Violence causes mass displacement of indigenous community in Buenaventura

An attack on a Nasa Embera Chamí indigenous community in the region of Buenaventura, department of Valle del Cauca, displaced around 250 people, who are currently sheltering in a school where supplies of food, water and medicine are running dangerously low.

On 8 June, gunmen fired at the home of community leader Gonzalo Hilamo Mesa, who was physically unharmed. However, the attack was the latest in a string of violent incidents enacted against local  residents, causing large numbers to leave their homes.

According to the National Indigenous Organisation of Colombia (ONIC), 80 women, five of whom are pregnant, 90 men and 80 children sheltering in the school and in urgent need of basic products and support. Amnesty International said that the displacement demonstrates the state’s failure to reach into peripheral regions where armed gangs continue to exercise control over resources, territory and populations.

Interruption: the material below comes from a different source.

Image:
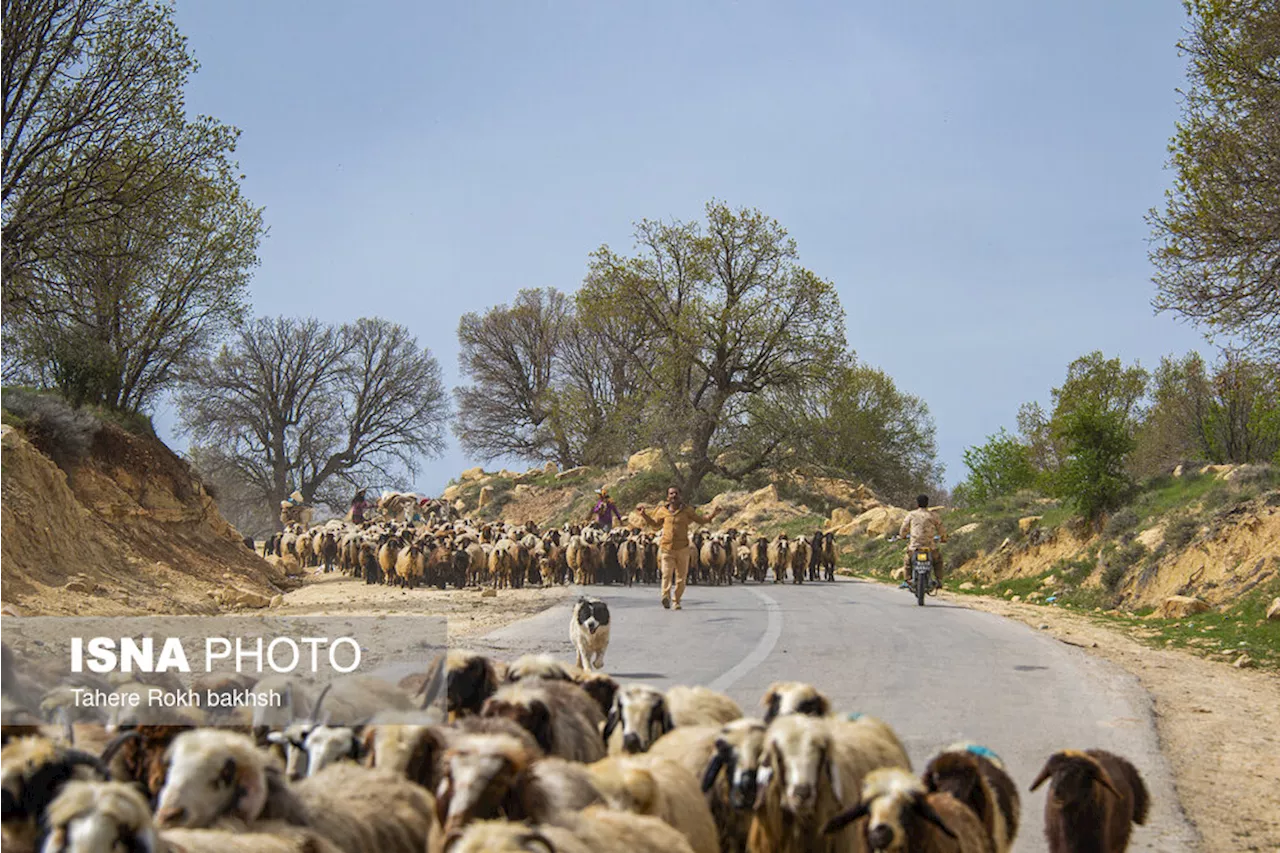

The attack and mass displacement of the Nasa Embera Chamí community follows the murder of couple Pablo Emilio Dagua and Adriana Montero, who were abducted from their homes, tortured and murdered in late May. Nobody has been arrested over the killings.

Buenaventura is one of the poorest regions of Colombia. 80 per cent of the predominantly indigenous and African-Colombian population lives in poverty, while a lack of state presence has seen a proliferation of armed groups operating in the area. The mass displacement shows that, despite the 2016 peace agreement, many people continue to be affected by high levels of violence and instability. Over 7 million people have been forcibly displaced in Colombia, with communities still being forced from their homes due to violence.